Vamos entrar numa coisa parecida como a que os portugueses e alguns italianos intitulavam de Idade do Espírito Santo, a Idade em que as crianças cresceram tanto que a sua espontaneidade e capacidade de sonhar nunca se extinguisse e um dia dia fossem capazes de dirigir o mundo.
Interessa-nos hoje que os tempos de criação e fruição, os tempos de lazer e gratuitidade de que falámos atrás, sejam não só um espaço-tempo de respiração que liga dois tempos afogueados, mas também um espaço-tempo de concepção de projectos que permitam e criem condições para o desenvolvimento e a afirmação das capacidades criativas de cada indivíduo, onde se pode ter todo o tempo do mundo para pensar, desenvolver projectos, experimentar soluções.

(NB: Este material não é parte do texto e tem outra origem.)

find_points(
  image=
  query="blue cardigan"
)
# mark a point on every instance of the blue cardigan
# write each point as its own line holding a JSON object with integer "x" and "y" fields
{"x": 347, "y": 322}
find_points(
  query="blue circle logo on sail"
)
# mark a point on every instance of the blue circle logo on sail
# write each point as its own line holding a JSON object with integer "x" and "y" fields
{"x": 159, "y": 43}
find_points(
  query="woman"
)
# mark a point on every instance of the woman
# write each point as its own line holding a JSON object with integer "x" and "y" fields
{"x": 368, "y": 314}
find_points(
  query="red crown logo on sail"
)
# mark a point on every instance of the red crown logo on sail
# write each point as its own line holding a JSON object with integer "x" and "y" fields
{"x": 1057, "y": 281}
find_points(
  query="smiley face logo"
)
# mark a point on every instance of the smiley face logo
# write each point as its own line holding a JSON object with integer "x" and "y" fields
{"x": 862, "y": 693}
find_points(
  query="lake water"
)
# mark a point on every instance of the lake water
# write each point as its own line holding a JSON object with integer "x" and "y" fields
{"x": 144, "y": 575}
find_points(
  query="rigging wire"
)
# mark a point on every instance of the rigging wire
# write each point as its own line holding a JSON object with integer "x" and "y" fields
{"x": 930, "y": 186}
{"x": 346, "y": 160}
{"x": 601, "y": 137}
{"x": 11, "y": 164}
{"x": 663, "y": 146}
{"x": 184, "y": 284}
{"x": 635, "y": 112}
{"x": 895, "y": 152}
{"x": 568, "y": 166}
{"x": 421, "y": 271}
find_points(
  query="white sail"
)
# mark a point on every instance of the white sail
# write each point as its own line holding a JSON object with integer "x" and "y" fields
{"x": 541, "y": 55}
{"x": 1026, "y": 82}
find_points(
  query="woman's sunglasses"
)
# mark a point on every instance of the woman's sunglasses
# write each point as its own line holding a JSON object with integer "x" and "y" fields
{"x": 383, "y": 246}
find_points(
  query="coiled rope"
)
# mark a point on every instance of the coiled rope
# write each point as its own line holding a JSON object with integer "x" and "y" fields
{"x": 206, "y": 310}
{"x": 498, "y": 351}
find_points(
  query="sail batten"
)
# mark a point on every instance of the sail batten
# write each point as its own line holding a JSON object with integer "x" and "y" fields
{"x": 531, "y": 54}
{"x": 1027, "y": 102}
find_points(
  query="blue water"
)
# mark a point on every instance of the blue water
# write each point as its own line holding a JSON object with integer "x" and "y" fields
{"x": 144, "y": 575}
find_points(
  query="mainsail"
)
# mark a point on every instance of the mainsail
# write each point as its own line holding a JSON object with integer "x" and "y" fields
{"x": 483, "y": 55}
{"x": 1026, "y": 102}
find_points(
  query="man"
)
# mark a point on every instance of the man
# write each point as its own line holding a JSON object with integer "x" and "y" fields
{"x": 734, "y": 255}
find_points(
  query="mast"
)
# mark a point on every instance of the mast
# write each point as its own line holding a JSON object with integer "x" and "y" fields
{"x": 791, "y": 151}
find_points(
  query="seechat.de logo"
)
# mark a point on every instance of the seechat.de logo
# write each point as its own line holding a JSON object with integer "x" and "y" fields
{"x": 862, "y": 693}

Efetivamente, procuramos configurar algo que possa potenciar ideias e estratégias capazes de conduzirem à transformação do tempo chamado de trabalho num tempo que estimule a participação e a criatividade de cada indivíduo e que seja factor de desenvolvimento e de realização pessoal.
Procuramos no fundo romper as fronteiras entre os tempos chamados de trabalho e de lazer, e isto porque temos consciência que a própria transformação interna do mundo chamado do trabalho, que passará a exigir outras qualificações das pessoas e uma redistribuição mais solidária, vai implicar não só um aumento dos tempos livres, mas que estes tempos livres sejam não um tempo de fuga mas sim um espaço de afirmação de novas qualificações e de novos desafios. A diferença que passará a haver entre estes dois tempos traduzir-se-á, a nosso ver, no facto de que no trabalho tudo se deverá centrar no produto e na planificação dos tempos de criação-produção desse produto, enquanto que no lazer haverá uma outra liberdade para experimentar os processos e para perder tempo a descobrir outras soluções, para vagabundear tal como Umberto Eco quando se perdia nas bibliotecas em busca do livro que desconhecia, ou melhor, em busca do conhecimento. [Fonte: Carlos Fragateiro]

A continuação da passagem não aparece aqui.